I have a place near the Washington coast and the wind never stops blowing. The average wind speed is around 8MPH at roof level, but we get a few hours every afternoon where the wind predictably rises into the 15-20MPH range, and often much higher in the fall and winter.

So, I'd like to put a turbine or two in place to supplement my small solar set-up (it is a supplemental system on battery storage, not inter-tie). The problem is that code limits me to a total height of 28' and it is very unlikely I can get an exception.

As I understand it, this gives me two problems. Firstly, it limits me only to small turbines, which don't seem to have great reputations. Secondly, it puts the turbine at a height where it will experience more turbulence.

I would be happy if I could get even 20-25 watts out of the system on average (of course, more would be better). This would enable to me to charge batteries when there is no sun.

Is this realistic? If so, what turbines would you look at? The Air-X appears to be the only common turbine in the right size category, but almost everything I have read about it is negative.


----------



## tinknal (May 21, 2004)

Is this a zoning code, homeowners covenant, or what?


----------



## HiouchiDump (Sep 18, 2004)

It is a zoning restriction.


----------



## John Hill (May 12, 2002)

If you are faced with low height and turbulent wind I suggest looking at a vertical axis turbine. They dont care which direction the wind comes from and have a good capture area for their height.


----------



## 12vman (Feb 17, 2004)

I found this a while back and thought it was kinda neat. Maybe it'll give you a little food for thought..

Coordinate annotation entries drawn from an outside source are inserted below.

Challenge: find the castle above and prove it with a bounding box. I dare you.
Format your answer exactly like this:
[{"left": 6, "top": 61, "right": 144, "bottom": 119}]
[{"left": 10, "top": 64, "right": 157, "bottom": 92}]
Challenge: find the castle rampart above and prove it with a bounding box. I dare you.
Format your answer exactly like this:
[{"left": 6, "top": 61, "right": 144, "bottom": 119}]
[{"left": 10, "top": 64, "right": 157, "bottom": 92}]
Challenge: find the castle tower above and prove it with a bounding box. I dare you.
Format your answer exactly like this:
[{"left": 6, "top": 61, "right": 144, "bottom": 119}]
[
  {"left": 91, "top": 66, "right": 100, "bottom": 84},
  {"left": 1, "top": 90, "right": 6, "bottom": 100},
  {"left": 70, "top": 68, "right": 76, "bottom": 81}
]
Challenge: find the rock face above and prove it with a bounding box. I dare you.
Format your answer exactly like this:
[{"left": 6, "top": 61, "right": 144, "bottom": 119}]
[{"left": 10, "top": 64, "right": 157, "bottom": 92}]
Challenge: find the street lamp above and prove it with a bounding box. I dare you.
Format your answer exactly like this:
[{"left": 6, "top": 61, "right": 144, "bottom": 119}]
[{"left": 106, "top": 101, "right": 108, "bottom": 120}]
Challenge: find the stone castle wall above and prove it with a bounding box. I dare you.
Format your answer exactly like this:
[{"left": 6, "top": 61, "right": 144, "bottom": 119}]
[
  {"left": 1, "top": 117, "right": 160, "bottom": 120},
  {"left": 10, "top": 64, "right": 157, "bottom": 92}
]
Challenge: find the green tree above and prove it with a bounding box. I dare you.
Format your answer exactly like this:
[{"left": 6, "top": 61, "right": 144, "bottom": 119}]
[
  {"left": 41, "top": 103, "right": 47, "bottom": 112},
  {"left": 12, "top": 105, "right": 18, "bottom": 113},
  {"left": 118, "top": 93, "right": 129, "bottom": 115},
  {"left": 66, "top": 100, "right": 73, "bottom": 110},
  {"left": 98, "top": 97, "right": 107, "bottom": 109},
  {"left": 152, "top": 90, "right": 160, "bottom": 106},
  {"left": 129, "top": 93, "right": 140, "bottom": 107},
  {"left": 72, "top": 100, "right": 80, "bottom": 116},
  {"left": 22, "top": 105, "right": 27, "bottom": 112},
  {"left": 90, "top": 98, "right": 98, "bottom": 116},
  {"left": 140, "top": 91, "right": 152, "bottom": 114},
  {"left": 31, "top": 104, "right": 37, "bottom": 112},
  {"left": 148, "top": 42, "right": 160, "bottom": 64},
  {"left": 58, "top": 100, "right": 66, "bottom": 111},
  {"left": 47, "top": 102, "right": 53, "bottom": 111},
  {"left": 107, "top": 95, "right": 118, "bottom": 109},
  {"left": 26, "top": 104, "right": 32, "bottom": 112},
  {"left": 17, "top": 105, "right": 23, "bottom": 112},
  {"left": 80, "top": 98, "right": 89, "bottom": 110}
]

http://www.macarthurmusic.com/johnkwilson/MakingasimpleSavoniuswindturbine.htm


----------



## SolarGary (Sep 8, 2005)

Hi 12V,

I'm not sure what this says about the AIR's reliability, but here is a picture I took of an AIR on a short tower along the highway -- powering some pipeline equipment.

http://www.builditsolar.com/Projects/Wind/airfor12v.htm

The main complaint I have heard about the AIR's mounted to a house on a short tower is the noise they make.

Gary


----------



## Jim-mi (May 15, 2002)

Put some big effort into getting a variation from the zoning idiots.

I shure would not last long at a location with that kind of nonsense . . . . . .have you thought of moving . . .??

The air-x will disapoint you.


----------



## Dahc (Feb 14, 2006)

John Hill said:


> If you are faced with low height and turbulent wind I suggest looking at a vertical axis turbine. They dont care which direction the wind comes from and have a good capture area for their height.


I have posted about VAWT's here before and never got a rise out of anyone. A guy by the name of Ed Lens is working on a very nice setup now. It's called the Lens Turbine.










He has come along much further on it now and I believe he is about to begin selling them. This one can be mounted on a roof or multiple units can go on a short tower. This was last years model, this years looks even better. He's getting his voltages up nicely.

www.windstuffnow.com


----------



## MELOC (Sep 26, 2005)

i like that windstuffnow site.


----------



## OntarioMan (Feb 11, 2007)

28' measured from where? If you put a 28' tower on a 50' mound of dirt, would you be in violation?


----------



## sisterpine (May 9, 2004)

Realizing this is simply my two cents....we have an airx- it is not noisy in fact it makes a very pleasant whisshing sound in high winds. I figure if I get even half of the 400 watts touted it is worth the cost as it is equal to two 120 watt solar panels or less. I really like the idea of the wind gen. and wish I could afford a bigger one! sis


----------